A alegação é uma farsa. Washington acusa Brasília de dar um chá de cadeira em Daniel Perez, indicado por Donald Trump para a embaixada norte-americana no país há mais de um ano e meio.
A indicação foi feita sem consulta ao país. Um desrespeito com as normas diplomáticas. Foi por isso que seu nome ficou na geladeira.
Não é o único caso. Atualmente, dos 195 postos de embaixador ou embaixadora dos Estados Unidos pelo mundo, 106 estão vagos. É o maior sinal de desrespeito da futura ex-potência hegemônica com os povos com os quais se relaciona.
Só no Brasil a demora resultou em punição.
Sob as orientações do secretário de Estado Marco Rubio, o mais radical integrante do primeiro escalão de seu governo, Trump olha para a América Latina como um ponto estratégico para barrar as pretensões chinesas. A lição de casa começa no próprio quintal.
O encarregado por instalar representações políticas na região é Marco Rubio. Javier Milei (Argentina), Abelardo de la Espriella (Colômbia), José Antonio Kast (Chile), Keiko Fujimori (Peru) são hoje marionetes de Washington, mais ou menos como as peças que o líder norte-americano distribui num tabuleiro de “War”.
Falta a grande joia da coroa. Rubio não vai poupar esforços para eleger Flávio Bolsonaro (PL) em outubro. Tem, a seu lado, o incendiário Milei como representante da intervenção aberta.
Lula tem margem estreita de reação.
Sabe que não tem nada a ganhar se a corda com os norte-americanos se esticar ainda mais e for rompida de vez. Sabe também que o discurso em defesa da soberania é hoje o maior trunfo para oferecer aos eleitores. Ao menos os que não querem acordar em 1º de janeiro de 2027 como habitantes dos Estados Unidos do Sul.

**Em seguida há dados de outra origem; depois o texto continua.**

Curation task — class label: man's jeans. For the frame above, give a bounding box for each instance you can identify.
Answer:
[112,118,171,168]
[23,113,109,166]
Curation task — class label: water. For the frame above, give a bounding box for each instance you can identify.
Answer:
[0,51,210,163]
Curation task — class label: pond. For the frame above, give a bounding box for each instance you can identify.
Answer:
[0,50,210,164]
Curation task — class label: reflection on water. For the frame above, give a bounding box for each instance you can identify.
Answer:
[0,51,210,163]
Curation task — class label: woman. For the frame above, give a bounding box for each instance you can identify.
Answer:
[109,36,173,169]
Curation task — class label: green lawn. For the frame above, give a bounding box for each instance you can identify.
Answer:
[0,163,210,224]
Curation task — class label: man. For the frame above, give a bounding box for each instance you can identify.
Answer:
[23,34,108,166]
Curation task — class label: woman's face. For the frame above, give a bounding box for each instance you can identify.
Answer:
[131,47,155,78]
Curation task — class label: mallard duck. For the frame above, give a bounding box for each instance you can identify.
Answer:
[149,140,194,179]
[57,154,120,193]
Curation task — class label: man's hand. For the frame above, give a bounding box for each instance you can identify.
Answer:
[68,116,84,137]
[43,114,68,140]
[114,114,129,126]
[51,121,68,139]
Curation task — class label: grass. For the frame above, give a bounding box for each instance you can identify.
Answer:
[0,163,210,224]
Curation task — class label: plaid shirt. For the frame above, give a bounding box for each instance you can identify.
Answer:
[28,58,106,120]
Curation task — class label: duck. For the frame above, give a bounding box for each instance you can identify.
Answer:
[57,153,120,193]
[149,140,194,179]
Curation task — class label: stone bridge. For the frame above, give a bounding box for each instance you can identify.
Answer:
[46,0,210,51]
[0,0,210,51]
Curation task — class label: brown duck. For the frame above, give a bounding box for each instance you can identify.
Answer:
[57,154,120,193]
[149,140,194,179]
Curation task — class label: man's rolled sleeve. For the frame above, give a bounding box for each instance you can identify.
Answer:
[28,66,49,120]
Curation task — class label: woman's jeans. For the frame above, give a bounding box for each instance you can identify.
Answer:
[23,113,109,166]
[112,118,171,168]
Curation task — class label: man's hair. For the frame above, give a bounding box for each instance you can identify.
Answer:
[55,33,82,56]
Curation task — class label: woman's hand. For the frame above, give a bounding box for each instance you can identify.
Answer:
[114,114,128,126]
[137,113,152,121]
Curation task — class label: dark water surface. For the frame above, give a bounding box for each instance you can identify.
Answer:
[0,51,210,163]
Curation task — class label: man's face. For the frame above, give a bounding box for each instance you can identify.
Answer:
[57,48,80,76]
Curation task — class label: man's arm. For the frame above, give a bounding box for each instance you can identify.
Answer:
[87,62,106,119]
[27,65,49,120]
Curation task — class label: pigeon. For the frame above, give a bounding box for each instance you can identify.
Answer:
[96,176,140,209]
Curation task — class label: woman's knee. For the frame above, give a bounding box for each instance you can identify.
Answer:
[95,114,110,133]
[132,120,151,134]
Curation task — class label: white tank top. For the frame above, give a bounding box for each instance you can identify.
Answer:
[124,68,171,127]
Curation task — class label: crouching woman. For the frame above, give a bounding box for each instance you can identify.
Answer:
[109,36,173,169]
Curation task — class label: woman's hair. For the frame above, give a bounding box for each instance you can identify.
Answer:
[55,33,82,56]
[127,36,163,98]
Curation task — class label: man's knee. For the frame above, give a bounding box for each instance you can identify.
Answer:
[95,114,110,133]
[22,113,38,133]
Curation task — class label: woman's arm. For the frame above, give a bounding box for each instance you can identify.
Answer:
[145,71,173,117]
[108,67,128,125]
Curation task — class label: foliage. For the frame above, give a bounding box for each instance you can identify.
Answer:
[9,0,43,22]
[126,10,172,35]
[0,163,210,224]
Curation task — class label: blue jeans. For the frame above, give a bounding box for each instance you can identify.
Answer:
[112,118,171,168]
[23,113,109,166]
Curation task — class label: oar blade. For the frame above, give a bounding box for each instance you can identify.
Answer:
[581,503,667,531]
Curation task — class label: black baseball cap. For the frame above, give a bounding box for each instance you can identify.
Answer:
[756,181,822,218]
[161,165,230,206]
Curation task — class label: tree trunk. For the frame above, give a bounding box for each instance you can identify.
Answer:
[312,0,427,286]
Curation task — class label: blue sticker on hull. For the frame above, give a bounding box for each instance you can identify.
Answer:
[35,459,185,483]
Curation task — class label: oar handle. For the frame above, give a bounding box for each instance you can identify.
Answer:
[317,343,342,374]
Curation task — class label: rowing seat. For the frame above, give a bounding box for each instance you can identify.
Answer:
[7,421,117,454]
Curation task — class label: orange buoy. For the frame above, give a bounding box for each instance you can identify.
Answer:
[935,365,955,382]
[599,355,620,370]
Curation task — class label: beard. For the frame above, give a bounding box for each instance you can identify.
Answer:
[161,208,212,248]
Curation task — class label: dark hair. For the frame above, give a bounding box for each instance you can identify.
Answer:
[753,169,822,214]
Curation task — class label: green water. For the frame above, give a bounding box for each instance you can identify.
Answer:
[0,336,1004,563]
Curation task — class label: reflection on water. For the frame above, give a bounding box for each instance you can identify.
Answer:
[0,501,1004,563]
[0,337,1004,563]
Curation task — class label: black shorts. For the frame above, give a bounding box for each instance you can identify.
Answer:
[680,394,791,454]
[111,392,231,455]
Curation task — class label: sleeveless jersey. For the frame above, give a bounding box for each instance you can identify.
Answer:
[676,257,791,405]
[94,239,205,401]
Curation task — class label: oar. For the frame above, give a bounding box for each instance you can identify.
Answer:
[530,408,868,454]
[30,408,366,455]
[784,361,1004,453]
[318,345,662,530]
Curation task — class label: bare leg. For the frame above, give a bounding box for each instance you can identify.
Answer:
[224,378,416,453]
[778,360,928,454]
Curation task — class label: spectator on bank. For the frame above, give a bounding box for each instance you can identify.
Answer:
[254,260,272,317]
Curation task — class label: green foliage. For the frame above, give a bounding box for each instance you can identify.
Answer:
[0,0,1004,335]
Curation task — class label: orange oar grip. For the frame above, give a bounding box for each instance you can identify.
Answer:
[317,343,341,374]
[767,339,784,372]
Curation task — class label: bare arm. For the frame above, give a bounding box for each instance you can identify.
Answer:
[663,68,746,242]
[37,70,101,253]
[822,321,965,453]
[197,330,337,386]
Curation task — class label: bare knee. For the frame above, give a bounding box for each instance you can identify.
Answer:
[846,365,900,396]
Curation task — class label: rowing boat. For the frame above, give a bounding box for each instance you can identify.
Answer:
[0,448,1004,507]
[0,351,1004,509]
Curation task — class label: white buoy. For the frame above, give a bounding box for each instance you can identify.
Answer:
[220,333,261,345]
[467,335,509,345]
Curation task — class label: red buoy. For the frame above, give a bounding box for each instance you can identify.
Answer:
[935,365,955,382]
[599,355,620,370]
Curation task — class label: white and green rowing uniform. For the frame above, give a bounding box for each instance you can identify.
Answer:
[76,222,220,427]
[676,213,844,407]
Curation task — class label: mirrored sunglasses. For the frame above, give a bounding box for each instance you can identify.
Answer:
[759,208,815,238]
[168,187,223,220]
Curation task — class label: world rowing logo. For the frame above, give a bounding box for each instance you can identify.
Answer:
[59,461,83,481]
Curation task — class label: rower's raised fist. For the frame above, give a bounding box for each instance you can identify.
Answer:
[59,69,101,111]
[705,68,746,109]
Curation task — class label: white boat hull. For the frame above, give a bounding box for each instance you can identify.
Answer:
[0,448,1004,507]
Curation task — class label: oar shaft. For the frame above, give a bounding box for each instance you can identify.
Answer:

A estratégia, até aqui, é mostrar, em pronunciamentos públicos, que Trump é um sujeito até que razoável (spoiler: não é), e que o tratou com alguma cordialidade durante conversas pessoas e por telefone. O problema, segundo Lula, é Marco Rubio, que ele acusa de odiar a América do Sul.
"Ele [Trump] tem um cidadão que não gosta do Brasil. Que não gosta da América Latina. E que é um bolsonarista. Que é o secretário de Estado, que é o Marco Rubio", disse Lula em discurso no fim de semana em São José dos Campos (SP).
"Ele é um anti-latino-americano ou um latino-americano frustrado porque ele foi embora de Cuba, o avô dele, o bisavô, é de lá, ele nunca morou em Cuba. Mas ele foi embora, ele é um descendente de cubano de Miami, então ele odeia. Odeia Cuba, odeia a Colômbia, odeia o Brasil. E ele faz as coisas diferentes daquilo que a gente conversa com o Trump", completou.
O discurso é uma maneira de tirar do foco a até aqui frustrada tentativa de evitar sanções e tarifaços usados por Trump para alterar a rota das eleições presidenciais e conseguir, num possível novo governo Bolsonaro, instalar por aqui quem quiser na embaixada, sem precisar de qualquer agrément , o consentimento de um Estado para que determinado diplomata estrangeiro seja nomeado para função em seu território.
Na dúvida, o Itamaraty deve deixar o nome de Perez esperando até outubro, mesmo com o aval do Senado norte-americano para que ele ocupe o posto.
Tem razões de sobra para temer a influência de um representantes golpista no momento mais delicado da campanha eleitoral.